Importing Parquet Files using the VAST Database Python SDK

You can import files into a VAST Database using the VAST Database Python SDK. This SDK has classes to import from files to existing tables, or to create new tables.

Importing Parquet Files with Trino

You can fill in the VAST database with data from Parquet files contained in a VAST-stored S3 bucket, using the Trino client. The data is imported directly from the S3 bucket to the database table(s), keeping Trino out of the data path.

Tip

Before importing the data, ensure that the VAST database owner user has valid S3 access keys that provide access to the S3 bucket with the Parquet files.

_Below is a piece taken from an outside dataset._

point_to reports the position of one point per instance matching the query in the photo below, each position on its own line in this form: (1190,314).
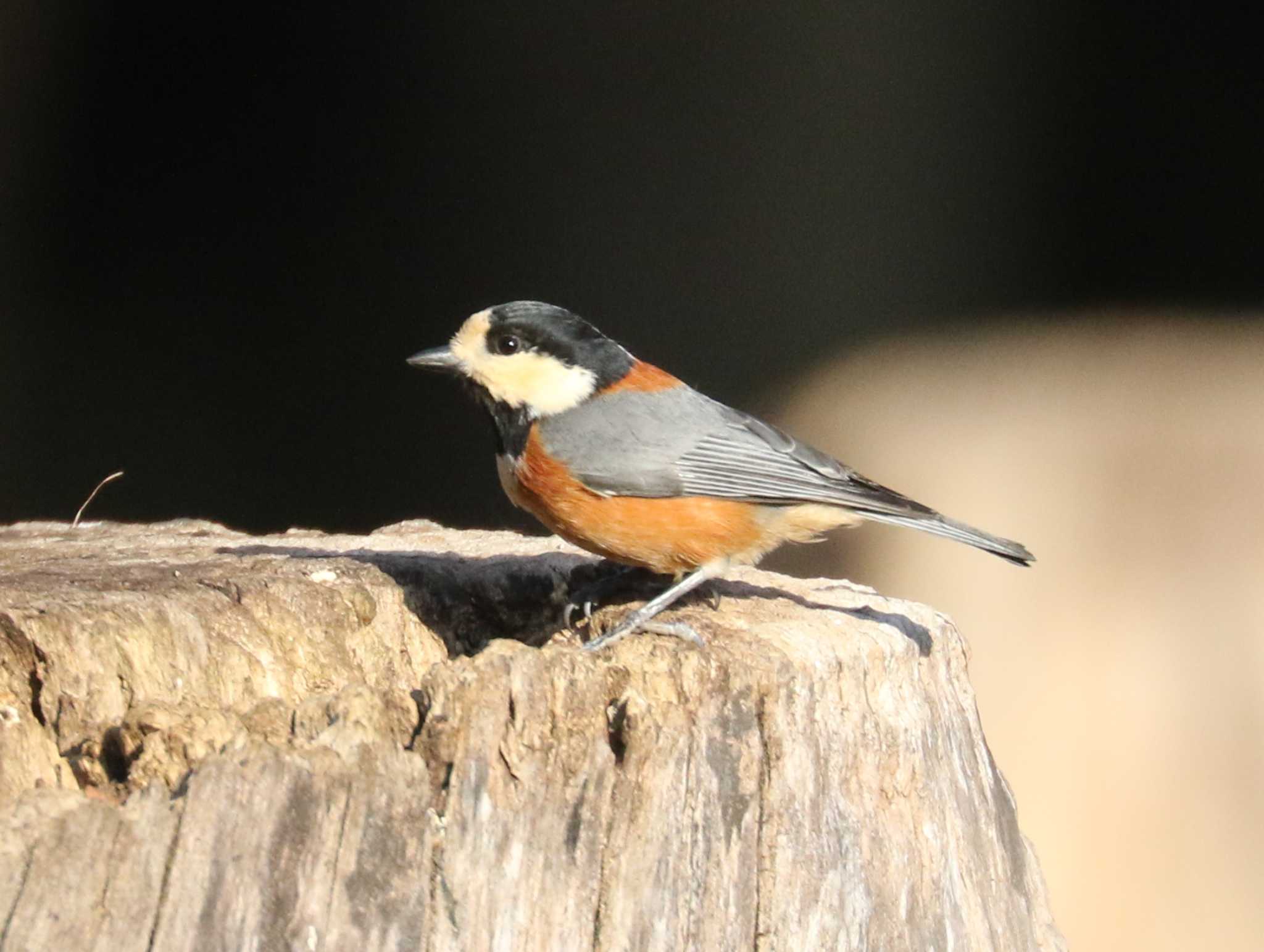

Use the following command on the Trino client to insert partitioned parquet files into a VAST Database:

trino> insert into vast."db-bucket/myschema"."mytable vast.import_data()" (country, city, "$parquet_file_path") VALUES ('New York', 'New York City', '/db-bucket/myparquet'), ('New York', 'Manhattan','/db-bucket/myparquet2');

where db-bucket, myschema, and mytable are replaced with the database, schema, and table names.

This example imports parquet files without partitions:

trino> INSERT INTO vast."db-bucket/myschema"."mytable vast.import_data" ("$parquet_file_path") VALUES ('path/to/parquet/file')

Importing Parquet Files with Spark

Use the following command to import data from partitioned parquet files to a VAST database using Spark.

spark-sql > insert into ndb.`db-bucket`.myschema.`mytable vast.import_data(country, city)` (country, city, `$parquet_file_path`) VALUES ('New York', 'New York City', '/db-bucket/myparquet'), ('New York', 'Manhattan','/db-bucket/myparquet2');

where db-bucket, myschema, and mytable are replaced with the database, schema, and table names.

This example imports parquet files without partitions:

spark-sql> INSERT INTO ndb.`db-bucket`.myschema.`mytable vast.import_data()` (`$parquet_file_path`) VALUES ('path/to/parquet/file')

Avoiding Duplicate Imports to a VAST Database

New databases validate file imports to avoid duplicate imports. A Database file import fails if the file was already imported (based on the file name). If for some reason you want to disable this validation (in order to permit duplicate imports), contact VAST Support for assistance.